And our cruel retributive justice system is not just inhumane—it is also ineffective. Despite our drastic rate of incarceration, we have yet to see any corresponding decrease in crime. In fact, many countries that are much less “tough on crime” do a much better job at preventing it. Norway imprisons just 10 percent per capita as much as we do, but only 20 percent of their ex-convicts are rearrested in the five years following their release, compared to the 76.6 percent recidivism rate in the U.S. Norway’s system utilizes restorative justice; instead of punishing prisoners, it rehabilitates them. The system focuses on providing life skills to the inmates, who are able to move freely through their facilities. With this privilege, they take classes, pursue hobbies, and enjoy recreational activities.

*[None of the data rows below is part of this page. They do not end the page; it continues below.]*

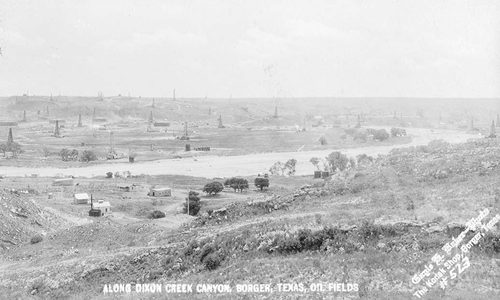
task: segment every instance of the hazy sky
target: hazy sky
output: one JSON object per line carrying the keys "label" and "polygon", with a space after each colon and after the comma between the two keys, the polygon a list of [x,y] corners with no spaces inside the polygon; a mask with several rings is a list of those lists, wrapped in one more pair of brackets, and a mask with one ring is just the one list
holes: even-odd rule
{"label": "hazy sky", "polygon": [[500,97],[500,1],[0,0],[0,95]]}

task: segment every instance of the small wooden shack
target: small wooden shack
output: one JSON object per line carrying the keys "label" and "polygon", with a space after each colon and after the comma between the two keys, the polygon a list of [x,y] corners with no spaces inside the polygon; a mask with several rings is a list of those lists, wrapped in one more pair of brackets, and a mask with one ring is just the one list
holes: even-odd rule
{"label": "small wooden shack", "polygon": [[73,195],[73,201],[75,204],[87,204],[89,203],[90,197],[87,193],[78,193]]}
{"label": "small wooden shack", "polygon": [[54,179],[52,182],[52,185],[56,186],[72,186],[73,185],[73,178],[58,178]]}
{"label": "small wooden shack", "polygon": [[151,197],[170,197],[170,196],[172,196],[172,189],[167,188],[167,187],[151,188],[149,190],[148,196],[151,196]]}

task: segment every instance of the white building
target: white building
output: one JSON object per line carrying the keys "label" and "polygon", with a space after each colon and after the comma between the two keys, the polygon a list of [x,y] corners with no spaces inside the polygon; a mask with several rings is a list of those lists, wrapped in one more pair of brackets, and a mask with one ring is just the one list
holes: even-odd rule
{"label": "white building", "polygon": [[79,193],[73,195],[73,201],[75,204],[87,204],[89,203],[90,197],[87,193]]}
{"label": "white building", "polygon": [[163,187],[163,188],[151,188],[149,190],[148,196],[152,197],[170,197],[172,196],[172,189]]}
{"label": "white building", "polygon": [[92,204],[92,207],[94,209],[98,209],[101,211],[101,216],[104,217],[104,216],[107,216],[109,214],[111,214],[111,204],[109,204],[108,201],[104,201],[104,200],[99,200],[97,202],[94,202]]}

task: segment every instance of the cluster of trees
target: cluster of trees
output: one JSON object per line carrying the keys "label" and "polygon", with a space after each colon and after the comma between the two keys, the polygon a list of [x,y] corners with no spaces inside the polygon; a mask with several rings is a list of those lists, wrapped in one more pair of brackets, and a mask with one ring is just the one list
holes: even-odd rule
{"label": "cluster of trees", "polygon": [[356,128],[347,128],[345,133],[346,135],[352,136],[354,140],[363,142],[366,142],[370,136],[376,141],[385,141],[389,138],[389,133],[385,129],[366,128],[365,130],[360,130]]}
{"label": "cluster of trees", "polygon": [[186,198],[186,202],[184,203],[184,213],[188,212],[189,205],[189,215],[196,216],[201,208],[200,197],[198,197],[200,193],[195,191],[190,191],[188,197]]}
{"label": "cluster of trees", "polygon": [[287,175],[292,176],[295,175],[295,165],[297,164],[297,160],[292,158],[289,159],[286,163],[282,163],[277,161],[274,165],[269,168],[269,173],[272,175]]}
{"label": "cluster of trees", "polygon": [[218,193],[222,192],[223,189],[224,189],[224,186],[222,185],[222,183],[220,183],[218,181],[214,181],[214,182],[207,183],[203,187],[203,192],[207,193],[210,196],[215,196]]}
{"label": "cluster of trees", "polygon": [[243,190],[248,189],[248,180],[246,180],[245,178],[233,177],[227,179],[224,182],[224,185],[231,187],[235,192],[243,192]]}
{"label": "cluster of trees", "polygon": [[347,157],[347,155],[339,151],[334,151],[324,159],[313,157],[309,160],[309,162],[313,164],[318,171],[329,171],[330,173],[335,174],[353,169],[356,165],[370,164],[373,162],[373,157],[366,154],[360,154],[356,157],[356,159],[354,159],[352,157]]}
{"label": "cluster of trees", "polygon": [[83,150],[79,153],[76,149],[69,150],[64,148],[59,152],[59,155],[63,161],[77,161],[80,159],[82,162],[89,162],[97,160],[97,155],[92,150]]}
{"label": "cluster of trees", "polygon": [[406,136],[406,130],[403,128],[391,128],[391,136],[392,137],[401,137]]}
{"label": "cluster of trees", "polygon": [[385,129],[367,128],[366,132],[371,134],[376,141],[385,141],[389,138],[389,133]]}

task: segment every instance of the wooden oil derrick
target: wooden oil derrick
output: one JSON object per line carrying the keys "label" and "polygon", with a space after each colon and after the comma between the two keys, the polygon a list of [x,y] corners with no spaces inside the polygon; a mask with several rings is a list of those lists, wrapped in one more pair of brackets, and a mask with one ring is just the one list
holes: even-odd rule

Many other countries have embraced these lenient restorative justice methods and have consequently seen similar decreases in recidivism rates. Thus, beyond treating offenders with the dignity and compassion that any human deserves, rehabilitative programs also more effectively reduce crime.

The U.S. already has successful restorative justice pilot programs. The Bard Prison Initiative has given prisoners the opportunity to receive a college education, with considerable success. Eighty-five percent of inmates who have gone through the program found employment within the first two months, and less than three percent have returned to prison. Restorative Justice for Oakland Youth works to prevent juveniles from ending up in prison in the first place by working within schools and juvenile detention centers to provide education and technical assistants. In schools where the program was implemented, suspensions fell to 87 percent and expulsions fell to zero. But, despite these encouraging results, the federal government has restricted pell grant funding to all programs like the BPI because most people are reluctant to spend taxpayer money on prisoners. However, the cost of restorative justice programs is far less than that of our current prolonged sentence policies.

Thus, the consequences of retributive justice, as well as the benefits of rehabilitative justice, necessitate immediate action. America must fully extract the unjust principle of retribution from the foundation of our justice system and replace it with a compassionate system that works for people, not punishments. To that end, the government should reinstitute and expand education in prison, alongside employment programs, counseling programs, and other forms of rehabilitation that allow for increased ease of reentry into society. The burden of doing so shouldn’t fall onto nonprofits, who lack the scale to tackle this enormous problem.

America must consider the rights of criminals when developing the solution to mass incarceration. We should reverse the retributive, tough-on-crime policies that have deprived hundreds of thousands of their freedoms and create a justice system that protects society by rehabilitating prisoners. Because if universal human rights don’t apply to the worst among us, they aren’t universal at all.